Alma Ripps Named Chief of the Office of Policy for National Park Service

   04.08.13

Alma Ripps Named Chief of the Office of Policy for National Park Service

National Park Service Director Jonathan B. Jarvis has named Alma Ripps as Chief of the Office of Policy.  She had been Jarvis’ deputy chief of staff since 2010.

“Alma was a natural choice for chief of policy,” Jarvis said. “She has solid experience and a thorough, wide-ranging background in parks, environmental policy and natural resource management and legislative and congressional affairs. Alma also spent significant time on projects and with agencies outside the National Park Service and the Department of the Interior which gives her the ability to look at issues through different perspectives.”

As the deputy chief of staff, Ripps was one of the main authors of A Call to Action: Preparing for a Second Century of Stewardship and Engagement, and served as the National Park Service’s lead for President Obama’s America’s Great Outdoors initiative. She joined the National Park Service in 2000 as a legislative affairs specialist in the National Park Service Office of Legislative and Congressional Affairs.

“As policy chief I will work closely with field and program managers, as well as National Park Service leadership, to use servicewide policy guidance to support the actions and goals outlined in A Call to Action, and to anticipate and address future challenges to our national parks and programs,” Ripps said.

Ripps began her federal career in 1992 as a Presidential Management Intern at the National Oceanic and Atmospheric Administration. During this two-year program, she served as a legislative fellow in the United States Senate and as a special assistant in the Office of Secretary of the Interior Bruce Babbitt. She previously held positions as a research assistant with a White House task force studying the Midwest floods of 1993, as a special assistant in the Office of the Deputy Under Secretary of Defense (Environmental Security) at the Pentagon. She also worked for the National Wildlife Federation in Washington, D.C., and the Environmental Protection Agency in Seattle.

Serving as a Student Conservation Association volunteer at Cumberland Gap National Historical Park sparked Ripps’ interest in a National Park Service career. “That was something of an unusual choice for a kid from the New York City area,” she said. “But I also gained valuable experience in resource protection, visitor services, interpretation, and wildlife management as a seasonal park ranger with the Army Corps of Engineers in New Hampshire and as a volunteer at the Cheyenne Mountain Zoo in Colorado.”
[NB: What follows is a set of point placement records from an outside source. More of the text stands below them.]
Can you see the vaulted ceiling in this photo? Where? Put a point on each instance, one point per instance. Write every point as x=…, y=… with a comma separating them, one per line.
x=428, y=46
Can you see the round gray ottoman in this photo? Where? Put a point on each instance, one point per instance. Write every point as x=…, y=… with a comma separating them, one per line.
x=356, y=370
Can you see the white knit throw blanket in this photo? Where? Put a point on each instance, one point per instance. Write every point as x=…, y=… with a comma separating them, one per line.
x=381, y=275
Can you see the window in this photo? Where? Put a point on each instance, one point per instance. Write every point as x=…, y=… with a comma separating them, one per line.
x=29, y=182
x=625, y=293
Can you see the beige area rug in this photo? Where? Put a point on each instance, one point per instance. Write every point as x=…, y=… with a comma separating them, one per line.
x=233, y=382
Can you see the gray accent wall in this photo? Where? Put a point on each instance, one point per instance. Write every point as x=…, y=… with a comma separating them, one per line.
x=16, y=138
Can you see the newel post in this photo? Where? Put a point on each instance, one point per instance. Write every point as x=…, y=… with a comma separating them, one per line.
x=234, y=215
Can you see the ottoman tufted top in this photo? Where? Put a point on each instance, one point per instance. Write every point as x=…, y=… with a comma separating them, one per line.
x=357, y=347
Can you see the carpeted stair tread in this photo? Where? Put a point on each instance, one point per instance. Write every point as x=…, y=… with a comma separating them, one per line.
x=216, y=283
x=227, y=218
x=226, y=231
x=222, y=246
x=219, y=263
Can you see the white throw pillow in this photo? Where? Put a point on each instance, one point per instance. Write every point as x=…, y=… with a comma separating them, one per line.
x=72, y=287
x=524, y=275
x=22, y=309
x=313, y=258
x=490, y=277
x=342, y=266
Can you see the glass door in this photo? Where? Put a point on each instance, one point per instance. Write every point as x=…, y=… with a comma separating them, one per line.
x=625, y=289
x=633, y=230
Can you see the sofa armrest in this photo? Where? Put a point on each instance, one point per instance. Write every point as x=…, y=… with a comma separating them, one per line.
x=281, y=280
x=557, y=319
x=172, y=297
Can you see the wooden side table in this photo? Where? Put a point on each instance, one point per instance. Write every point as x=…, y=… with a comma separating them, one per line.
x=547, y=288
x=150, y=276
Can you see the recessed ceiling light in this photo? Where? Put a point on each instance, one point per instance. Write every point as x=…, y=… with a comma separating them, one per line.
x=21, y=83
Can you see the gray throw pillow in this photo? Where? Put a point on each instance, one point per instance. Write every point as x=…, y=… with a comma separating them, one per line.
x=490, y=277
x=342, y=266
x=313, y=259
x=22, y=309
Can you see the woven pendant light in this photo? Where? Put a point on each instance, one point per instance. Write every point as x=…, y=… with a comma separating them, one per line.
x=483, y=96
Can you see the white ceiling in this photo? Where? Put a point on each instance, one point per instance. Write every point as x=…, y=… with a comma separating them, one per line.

Ripps holds a Bachelor of Science degree from the University of Vermont and a Masters of Public Administration in Environmental Policy and Natural Resources Management from the University of Washington in Seattle. She and her husband, retired Army Lt. Col. Jim Dullaghan, enjoy hiking and camping in national parks with their two rambunctious sons, Conor and Aidan. The boys love exploring the outdoors using all five senses.

Ripps replaces Bernard “Chick” Fagan who retired in 2012.